Porém, todos os sintomas são de que não descarta nenhuma hipótese e de que espera para ver se o desgaste do Governo atingiu ponto de não retorno ou se os bons indicadores económicos, com as exportações, o turismo e o emprego a correrem bem, evitarão o impasse. Em reunião com assessores da Casa Civil, o Presidente antecipou as dúvidas com que encara o estado da nação, quando o país parece espelhar uma contradição: as sondagens mostram um desgaste persistente do Executivo, mas o desgaste não se traduz na vontade de mudar, já que a maioria diz não querer eleições antecipadas e nem o maior partido da oposição, nem o seu líder conseguiram descolar de forma clara. O Presidente quer ver se e quando as pessoas – povo, nas sondagens, e partidos no discurso e na estratégia – se cansam desta maioria. Com efeito, não tem certezas sobre a capacidade de Costa para desencalhar a legislatura, o que será possível com uma grande remodelação, com a mobilização de pessoas credíveis, que gere alterações qualitativas no país. Ora, se o desgaste continuar, com impacto nas sondagens, tudo pode ser diferente.

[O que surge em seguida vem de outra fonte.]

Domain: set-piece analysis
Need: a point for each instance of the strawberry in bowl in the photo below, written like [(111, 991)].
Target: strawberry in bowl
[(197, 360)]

Momento importante para a decisão presidencial serão as eleições europeias de 2024. O normal, sobretudo nos ciclos difíceis, é quem governa ser penalizado em eleições intercalares e não será uma eventual derrota do PS que impressionará o PR. Porém, se nada de substancial mudar e ainda houver a derrota significativa do PS, é uma coisa; já, se o PM renovar a governação e tiver uma derrota pouco expressiva, é outra. E o mesmo se diga das oposições, sendo certo que estas eleições influenciarão a durabilidade do ciclo governativo.
O Partido Social Democrata (PSD) não tem entusiasmado o PR, que não escondeu, nas audições com os partidos, a frustração de pensar numa direita dependente do Chega para chegar ao poder. O caso mudará de figura se, face a desgaste continuado da maioria, o PSD e a Iniciativa Liberal (IL) derem sinais consistentes de crescimento, dispensando a direita radical.
Entretanto, o PR manterá pressão e tensão sobre o Governo (as sondagens mostram que a maioria quer que se mantenha exigente); não se assumirá como oposição, mantendo uma agenda até mais institucional, em ano de eleições, mas dirá ao país, quando divergir da maioria (como fez no caso da supressão do exame nacional de Matemática); e não prescindirá de se afirmar como fator de equilíbrio e de moderação.
Esta análise no Conselho de Estado é extemporânea. O relatório da CPI teve, como é usual, a aprovação maioritária, mas as oposições consignaram em anexo as posições em contrário. Por isso, o Ministério Público tem sempre a oportunidade de verificar se há matéria que configure ilícito criminal em algum dos depoentes. Não cabe ao PR tomar decisões. E o Conselho de Estado é órgão de consulta do PR, supostamente para tomar decisões graves. O resto é interferência nos outros órgãos de soberania, estatuto que o Conselho de Estado não tem. Não é um senado nem um fórum de discussão.